Far from retreating, Mr Trump declared on television: “I don’t see why we have to be bound to the One China policy unless we make a deal with China having to do with other things.” In other words, the One China proclamation is a bargaining chip for him. Last year the US imported $483 billion worth of goods from China, exporting to that country $811 billion worth. The President-elect is now suggesting that the One China policy, which was the basis of the resumption of diplomatic relations between Communist China and the US, is an open question. Washington closed its embassy in Taiwan while maintaining an interests section and is supplying arms to Taipei to protect itself. The Chinese have reacted to this new barb with a firm but measured tone because the relationship with the US is simply too important for them. As Mr Trump has amply proved, he is no respecter of norms and conventions. But many Americans have been scandalised that after meeting Al Gore, the prominent environmentalist, he nominated Scott Pruitt as head of the Environmental Protection Agency.
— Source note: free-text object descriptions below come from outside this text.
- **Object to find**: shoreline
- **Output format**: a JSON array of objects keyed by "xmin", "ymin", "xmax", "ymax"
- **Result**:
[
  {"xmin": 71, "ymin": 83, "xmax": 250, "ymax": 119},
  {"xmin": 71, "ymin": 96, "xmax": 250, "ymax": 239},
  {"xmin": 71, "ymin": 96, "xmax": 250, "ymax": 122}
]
He is a friend of the oil and gas industry and opposes “Obamacare”, the assisted healthcare landmark of Obama legislation. Mr Trump himself had expressed scepticism over industrial activity and global warming, although he has moderated his views after the election. Mr Trump had other surprises up his sleeve. He nominated Nikki Haley of Indian origin and South Carolina governor as US ambassador to the United Nations. She has little experience of international diplomacy although she made a name for herself as a resolute governor. The tough-talking Gen. James Mattis was nominated defence secretary and Steven Mnuchin, who worked for 17 years with Goldman Sachs, is the new treasury secretary. Homeland security goes to Marine Gen. John Kelly while Gary Cohn, president of Goldman Sachs, is director of the National Executive Council. No one can be surprised by the fact that Mr Trump’s choices are right-wing, with little care for what the US prides itself on: keeping the civilian establishment firmly in charge of the military. The President-elect has no time for this separation nor is he overawed by conventions. Indeed, he won the presidential election by being unconventional and unabashedly populist.

In a sense, America is passing through a new phase for a variety of reasons that have been amply cited. But the question is how permanent this tilt to the right will be in a new world of privation for the working man at the bottom of the ladder? Mr Trump has been pressing American business not to move abroad to take advantage of cheaper labour. While two corporations have heeded his advice to save American jobs, US businesses are looking forward to promised lower taxes and a more business-friendly environment at home. The President-elect is fond of communicating through tweets, which have now become must-read for the business community. Imagine making Andrew Puzder, CEO of a restaurant chain, his new labour secretary. He is against government intervention in the labour market and says higher wages are bad for workers because they lead to unemployment. One objective Mr Trump has achieved by the nature of his appointments is unpredictability. The results can only be a matter of speculation at this early stage. If he believes that he has his country and the world befuddled, he is right. Counting the costs of the exercise is another matter. The US is yet to discover the wages of Mr Trump’s ascent to the political world as the leader of what is still the most powerful nation on the planet.